Is the cashless society a risk to charities?

By Patrick Nash

A recent study by The Pennies Foundation has found that the UK is moving closer to becoming a cashless nation, with one in ten 25 – 34 year olds admitting that they often do not carry cash.

New payment technology such as swiping your mobile phone to make transactions under £15 – which is now widely available at outlets such as McDonalds, Subway and some Boots stores – is making the cashless payment even simpler and faster.

But with considerable funds currently raised through coin collection boxes and tins, is the potential cashless society a risk to charities’ fundraising potential?

The Pennies Foundation study found that it is not only younger people choosing alternative payments to cash; a third of us now leave the house without cash on a daily basis.

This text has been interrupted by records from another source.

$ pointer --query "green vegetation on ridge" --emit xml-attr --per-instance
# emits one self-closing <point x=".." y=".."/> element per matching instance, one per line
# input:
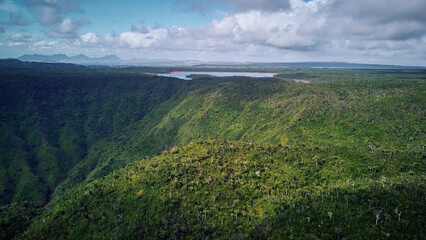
<point x="225" y="190"/>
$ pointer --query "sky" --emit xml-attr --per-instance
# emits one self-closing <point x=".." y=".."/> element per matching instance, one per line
<point x="358" y="31"/>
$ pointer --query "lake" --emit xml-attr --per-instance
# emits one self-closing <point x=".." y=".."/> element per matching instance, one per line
<point x="183" y="75"/>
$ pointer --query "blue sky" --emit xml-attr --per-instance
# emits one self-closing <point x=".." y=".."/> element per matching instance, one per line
<point x="378" y="31"/>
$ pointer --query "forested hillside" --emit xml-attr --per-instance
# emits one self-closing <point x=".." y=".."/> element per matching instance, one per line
<point x="341" y="156"/>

For cashless exchanges to really take off, retail experts say there must be tangible incentive for customers to use the technology, such as discounts, faster moving queues in store or, possibly a charitable donation made by the phone manufacturer for money spent using the new system.

There are also a number of concerns linked to the rise of the cashless society. Security is clearly an issue where mobile phones – already attractive to thieves – also double up as wallets. And not everybody will relish the thought of every purchase you make being visible to phone manufacturers, and the prospect of where that data could end up.

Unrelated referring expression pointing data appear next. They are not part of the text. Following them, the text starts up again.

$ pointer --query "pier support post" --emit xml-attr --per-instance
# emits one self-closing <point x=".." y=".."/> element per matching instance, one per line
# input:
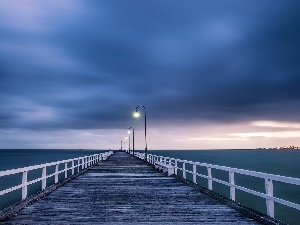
<point x="209" y="180"/>
<point x="56" y="173"/>
<point x="232" y="183"/>
<point x="183" y="171"/>
<point x="269" y="192"/>
<point x="194" y="173"/>
<point x="44" y="174"/>
<point x="24" y="184"/>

But, with considerably less of us bothering with coppers and silvers, and more than half of us noticing less charity boxes than there used to be, it seems the good old days of dropping our loose change into a charity tin and feeling like we’ve done our bit might soon be coming to an end.

One thing is for certain; charities need to evolve and adapt to the cashless environment to keep donations coming in. But how?

Smart technology has been developed that allows people to use their phones to donate the ‘spare change’ in their bank accounts to charities. But this is very much in its infancy and it remains to be seen whether this will take off.

Further creative ways of digitally donating are emerging – such as registering with websites like Easy Fundraising, a service that automatically donates to users’ selected charities when they shop online. With the rise in online shopping – 26% of purchases will be made online by 2016, worth a staggering £221bn – this could help increase charitable donations as long as people bother to register and continue using it.

Other popular websites, such as eBay, offer the opportunity for sellers to register selected charities, and for buyers to tick a box to choose to make a donation to that charity as the purchase details are finalised.

With many types of online systems being put in place for charitable donations, the challenge for charities is to educate and persuade people of the value of making the effort to link their online shopping profiles to these systems.

It requires a significant change in behaviour, so messages appealing to different motivating factors need to be developed and reinforced consistently.

It may well take time for cashless payment systems to really take off, but charities can prepare by ensuring that they innovate and think creatively about persuading the public to part with their digital pennies in the future.